问题
I have data in the following format:
4:How do you do? 10:Happy birthday 1:Purple monkey dishwasher 200:The Ancestral Territorial Imperatives of the Trumpeter Swan
The number can be anywhere from 1 to 999, and the string is at most 255 characters long. I'm new to C++ and it seems a few sources recommend extracting formatted data with a stream's >>
operator, but when I want to extract a string it stops at the first whitespace character. Is there a way to configure a stream to stop parsing a string only at a newline or end-of-file? I saw that there was a getline
method to extract an entire line, but then I still have to split it up manually [with find_first_of
], don't I?
Is there an easy way to parse data in this format using only STL?
回答1:
You can read the number before you use std::getline, which reads from a stream and stores into a std::string object. Something like this:
int num;
string str;
while(cin>>num){
getline(cin,str);
}
回答2:
The C++ String Toolkit Library (StrTk) has the following solution to your problem:
#include <string>
#include <deque>
#include "strtk.hpp"
int main()
{
struct line_type
{
unsigned int id;
std::string str;
};
std::deque<line_type> line_list;
const std::string file_name = "data.txt";
strtk::for_each_line(file_name,
[&line_list](const std::string& line)
{
line_type temp_line;
const bool result = strtk::parse(line,
":",
temp_line.id,
temp_line.str);
if (!result) return;
line_list.push_back(temp_line);
});
return 0;
}
More examples can be found Here
回答3:
You've already been told about std::getline
, but they didn't mention one detail that you'll probably find useful: when you call getline
, you can also pass a parameter telling it what character to treat as the end of input. To read your number, you can use:
std::string number;
std::string name;
std::getline(infile, number, ':');
std::getline(infile, name);
This will put the data up to the ':' into number
, discard the ':', and read the rest of the line into name
.
If you want to use >>
to read the data, you can do that too, but it's a bit more difficult, and delves into an area of the standard library that most people never touch. A stream has an associated locale
that's used for things like formatting numbers and (importantly) determining what constitutes "white space". You can define your own locale to define the ":" as white space, and the space (" ") as not white space. Tell the stream to use that locale, and it'll let you read your data directly.
#include <locale>
#include <vector>
struct colonsep: std::ctype<char> {
colonsep(): std::ctype<char>(get_table()) {}
static std::ctype_base::mask const* get_table() {
static std::vector<std::ctype_base::mask>
rc(std::ctype<char>::table_size,std::ctype_base::mask());
rc[':'] = std::ctype_base::space;
rc['\n'] = std::ctype_base::space;
return &rc[0];
}
};
Now to use it, we "imbue" the stream with a locale:
#include <fstream>
#include <iterator>
#include <algorithm>
#include <iostream>
typedef std::pair<int, std::string> data;
namespace std {
std::istream &operator>>(std::istream &is, data &d) {
return is >> d.first >> d.second;
}
std::ostream &operator<<(std::ostream &os, data const &d) {
return os << d.first << ":" << d.second;
}
}
int main() {
std::ifstream infile("testfile.txt");
infile.imbue(std::locale(std::locale(), new colonsep));
std::vector<data> d;
std::copy(std::istream_iterator<data>(infile),
std::istream_iterator<data>(),
std::back_inserter(d));
// just for fun, sort the data to show we can manipulate it:
std::sort(d.begin(), d.end());
std::copy(d.begin(), d.end(), std::ostream_iterator<data>(std::cout, "\n"));
return 0;
}
Now you know why that part of the library is so neglected. In theory, getting the standard library to do your work for you is great -- but in fact, most of the time it's easier to do this kind of job on your own instead.
回答4:
Just read the data line by line (whole line) using getline and parse it.
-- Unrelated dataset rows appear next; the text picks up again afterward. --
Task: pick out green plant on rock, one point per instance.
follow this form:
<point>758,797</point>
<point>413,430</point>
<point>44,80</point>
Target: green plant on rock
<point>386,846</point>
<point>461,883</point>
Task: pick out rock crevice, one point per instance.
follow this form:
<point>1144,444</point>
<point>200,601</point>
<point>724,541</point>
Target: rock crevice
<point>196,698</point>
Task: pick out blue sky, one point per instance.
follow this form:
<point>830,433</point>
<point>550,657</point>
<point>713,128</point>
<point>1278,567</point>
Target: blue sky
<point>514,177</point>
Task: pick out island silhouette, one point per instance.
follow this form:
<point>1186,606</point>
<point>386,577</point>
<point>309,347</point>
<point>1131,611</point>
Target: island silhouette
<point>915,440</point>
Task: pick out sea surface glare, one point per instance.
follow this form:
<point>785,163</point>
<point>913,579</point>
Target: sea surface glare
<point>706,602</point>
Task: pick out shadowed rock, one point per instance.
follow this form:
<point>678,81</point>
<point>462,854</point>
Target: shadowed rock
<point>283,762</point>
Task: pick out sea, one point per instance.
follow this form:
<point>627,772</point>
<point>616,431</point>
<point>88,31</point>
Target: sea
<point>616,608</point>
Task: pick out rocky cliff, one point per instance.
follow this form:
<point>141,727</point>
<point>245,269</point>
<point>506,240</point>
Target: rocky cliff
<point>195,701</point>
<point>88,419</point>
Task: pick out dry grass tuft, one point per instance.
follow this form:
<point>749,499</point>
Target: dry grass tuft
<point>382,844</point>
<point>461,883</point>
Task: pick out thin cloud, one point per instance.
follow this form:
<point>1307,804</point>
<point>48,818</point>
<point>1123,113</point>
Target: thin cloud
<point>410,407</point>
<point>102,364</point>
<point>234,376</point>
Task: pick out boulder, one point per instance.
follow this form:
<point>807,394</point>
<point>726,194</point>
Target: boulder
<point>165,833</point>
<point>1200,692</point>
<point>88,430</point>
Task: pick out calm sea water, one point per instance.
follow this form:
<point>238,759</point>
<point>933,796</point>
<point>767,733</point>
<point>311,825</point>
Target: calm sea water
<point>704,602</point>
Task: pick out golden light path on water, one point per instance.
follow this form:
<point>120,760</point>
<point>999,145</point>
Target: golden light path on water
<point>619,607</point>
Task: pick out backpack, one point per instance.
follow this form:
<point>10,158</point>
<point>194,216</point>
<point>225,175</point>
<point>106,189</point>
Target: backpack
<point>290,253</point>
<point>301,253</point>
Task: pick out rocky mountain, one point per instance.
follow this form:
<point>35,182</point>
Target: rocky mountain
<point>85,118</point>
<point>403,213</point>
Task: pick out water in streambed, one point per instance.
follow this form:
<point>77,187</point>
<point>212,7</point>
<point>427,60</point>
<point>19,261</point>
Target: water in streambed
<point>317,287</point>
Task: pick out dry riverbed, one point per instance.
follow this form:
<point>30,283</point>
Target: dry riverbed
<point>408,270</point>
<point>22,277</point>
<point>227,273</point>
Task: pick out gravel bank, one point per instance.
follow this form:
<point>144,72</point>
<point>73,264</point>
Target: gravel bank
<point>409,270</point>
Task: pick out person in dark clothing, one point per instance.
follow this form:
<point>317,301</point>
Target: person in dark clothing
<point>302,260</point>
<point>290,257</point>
To parse use find_first_of()
回答5:
int i;
char *string = (char*)malloc(256*sizeof(char)); //since max is 255 chars, and +1 for '\0'
scanf("%d:%[^\n]s",&i, string); //use %255[^\n]s for accepting 255 chars max irrespective of input size
printf("%s\n", string);
Its C and will work in C++ too. scanf provides more control, but no error management. So use with caution :).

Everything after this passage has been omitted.